During one month and a half, El Confidencial Data Team has scraped every 30 minutes the real-time Madrid subway incidents web to find how many times escalators and elevators have not been working. The data collection was captured in a database with 1,549 records for each station. With this data, we produced two articles: the first one, published on July 29th, shows the stations with more unavailable escalators and elevators; the second one, published on September 6th, is focused on the difficulties for parents to move children’s carriages on the subway.
It was the first time that anyone could measure how many times escalators and elevators of Madrid subway were broken. After that, we made a second report about newly born families that have a lot of problems to access to non-accesible stations. The two reports has a huge impact in terms of pageviews, with more than 60,000 visits. Further, Madrid subway company reacted with some internal criticism towards our reports.
What was the hardest part of this project?
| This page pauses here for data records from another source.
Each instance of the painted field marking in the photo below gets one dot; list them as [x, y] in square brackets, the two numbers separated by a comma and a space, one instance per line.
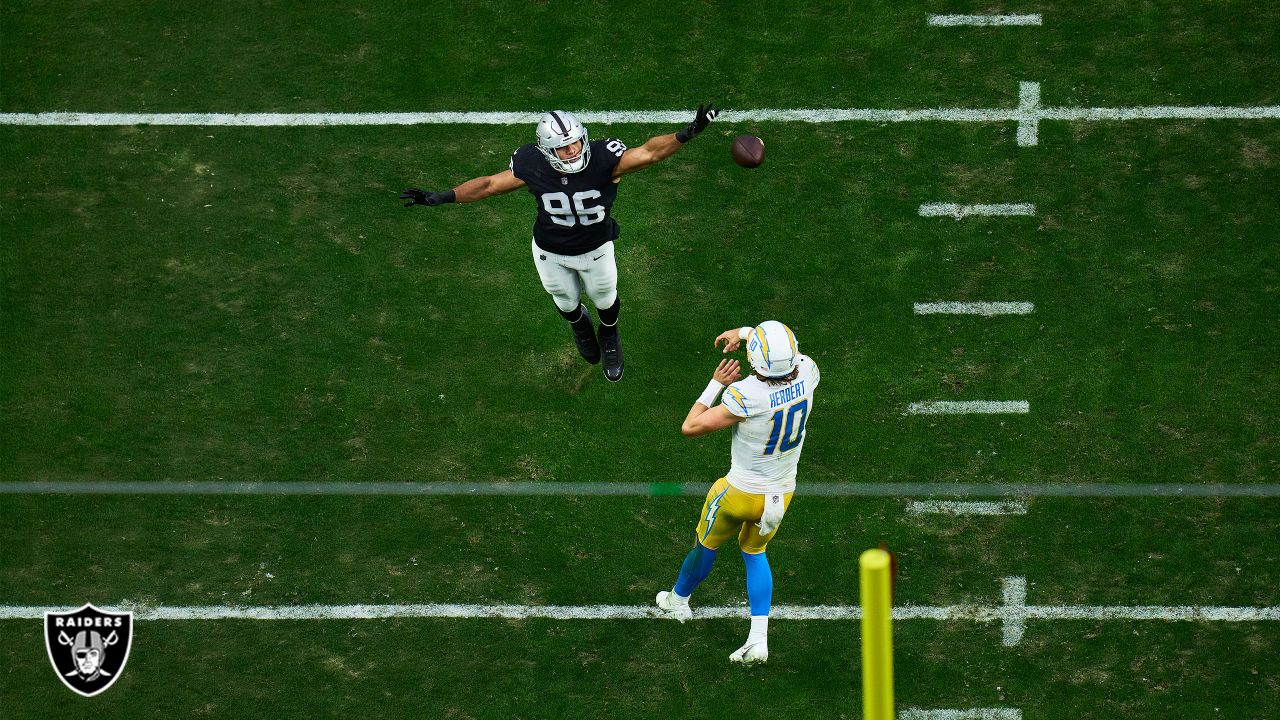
[988, 309]
[958, 212]
[983, 21]
[1014, 620]
[963, 507]
[969, 408]
[528, 488]
[972, 714]
[1011, 614]
[1028, 114]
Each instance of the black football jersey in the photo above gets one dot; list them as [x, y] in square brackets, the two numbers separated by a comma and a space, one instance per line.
[572, 208]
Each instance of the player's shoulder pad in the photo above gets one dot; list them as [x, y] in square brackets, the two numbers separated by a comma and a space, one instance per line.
[810, 368]
[736, 401]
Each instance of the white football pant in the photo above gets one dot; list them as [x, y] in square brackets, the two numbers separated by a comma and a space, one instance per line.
[566, 277]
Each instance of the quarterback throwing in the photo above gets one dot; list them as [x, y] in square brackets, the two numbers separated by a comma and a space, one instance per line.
[767, 413]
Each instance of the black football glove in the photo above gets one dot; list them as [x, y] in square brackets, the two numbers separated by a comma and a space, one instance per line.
[705, 114]
[416, 196]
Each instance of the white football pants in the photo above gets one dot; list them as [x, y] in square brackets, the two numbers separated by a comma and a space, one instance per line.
[566, 277]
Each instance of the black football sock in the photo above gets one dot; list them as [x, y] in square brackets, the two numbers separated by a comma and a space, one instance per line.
[609, 315]
[572, 315]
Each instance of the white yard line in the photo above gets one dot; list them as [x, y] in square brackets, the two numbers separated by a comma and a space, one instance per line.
[969, 408]
[1027, 114]
[983, 21]
[964, 507]
[988, 309]
[547, 488]
[1014, 620]
[1011, 614]
[958, 212]
[972, 714]
[961, 613]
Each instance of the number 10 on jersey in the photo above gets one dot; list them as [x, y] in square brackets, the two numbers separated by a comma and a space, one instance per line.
[790, 432]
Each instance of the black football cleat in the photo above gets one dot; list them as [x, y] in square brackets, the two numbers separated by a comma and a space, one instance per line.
[584, 336]
[611, 342]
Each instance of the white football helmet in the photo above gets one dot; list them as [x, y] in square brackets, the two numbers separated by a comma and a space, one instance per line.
[772, 349]
[557, 130]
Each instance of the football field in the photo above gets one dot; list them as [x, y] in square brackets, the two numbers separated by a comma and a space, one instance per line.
[342, 459]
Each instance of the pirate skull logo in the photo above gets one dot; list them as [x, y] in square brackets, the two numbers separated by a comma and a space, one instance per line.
[88, 647]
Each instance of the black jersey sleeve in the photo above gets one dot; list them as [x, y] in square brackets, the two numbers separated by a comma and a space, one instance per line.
[522, 162]
[608, 153]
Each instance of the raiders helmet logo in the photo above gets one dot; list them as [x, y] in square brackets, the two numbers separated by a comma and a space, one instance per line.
[88, 647]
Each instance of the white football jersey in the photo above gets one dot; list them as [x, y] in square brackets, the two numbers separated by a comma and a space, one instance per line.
[767, 443]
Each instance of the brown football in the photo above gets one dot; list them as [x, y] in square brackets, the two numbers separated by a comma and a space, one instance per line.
[748, 150]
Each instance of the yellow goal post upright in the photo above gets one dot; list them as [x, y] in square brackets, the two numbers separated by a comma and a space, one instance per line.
[876, 589]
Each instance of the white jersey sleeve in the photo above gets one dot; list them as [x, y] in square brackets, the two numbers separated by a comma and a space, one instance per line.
[767, 443]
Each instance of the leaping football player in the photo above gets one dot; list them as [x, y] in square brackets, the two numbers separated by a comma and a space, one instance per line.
[575, 181]
[767, 413]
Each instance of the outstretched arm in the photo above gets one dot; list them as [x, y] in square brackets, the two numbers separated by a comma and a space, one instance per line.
[470, 191]
[703, 418]
[658, 149]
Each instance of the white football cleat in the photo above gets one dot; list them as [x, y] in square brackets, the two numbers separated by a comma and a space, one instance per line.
[673, 606]
[750, 654]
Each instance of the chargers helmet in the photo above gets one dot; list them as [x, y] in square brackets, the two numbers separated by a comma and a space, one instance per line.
[772, 349]
[557, 130]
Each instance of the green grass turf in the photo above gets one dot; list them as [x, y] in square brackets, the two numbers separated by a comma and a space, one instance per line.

The hardest part of the project was to find an affordable way to scrape the real-time Madrid subway incidents web. We wouldn’t be able to scrape it in real time because we would down the server, we found a way to scrape it every 30 minutes. With this formula, we managed a sample of 1,549 records for every station,
What can others learn from this project?
The best lesson of this project is the original and imaginative way we found to scrape the real-time Madrid subway incidents web. The ideal would be to have the data in real-time, but it was unable, so we had a huge sample of observations for every station to find how many times elevators and escalators were broken.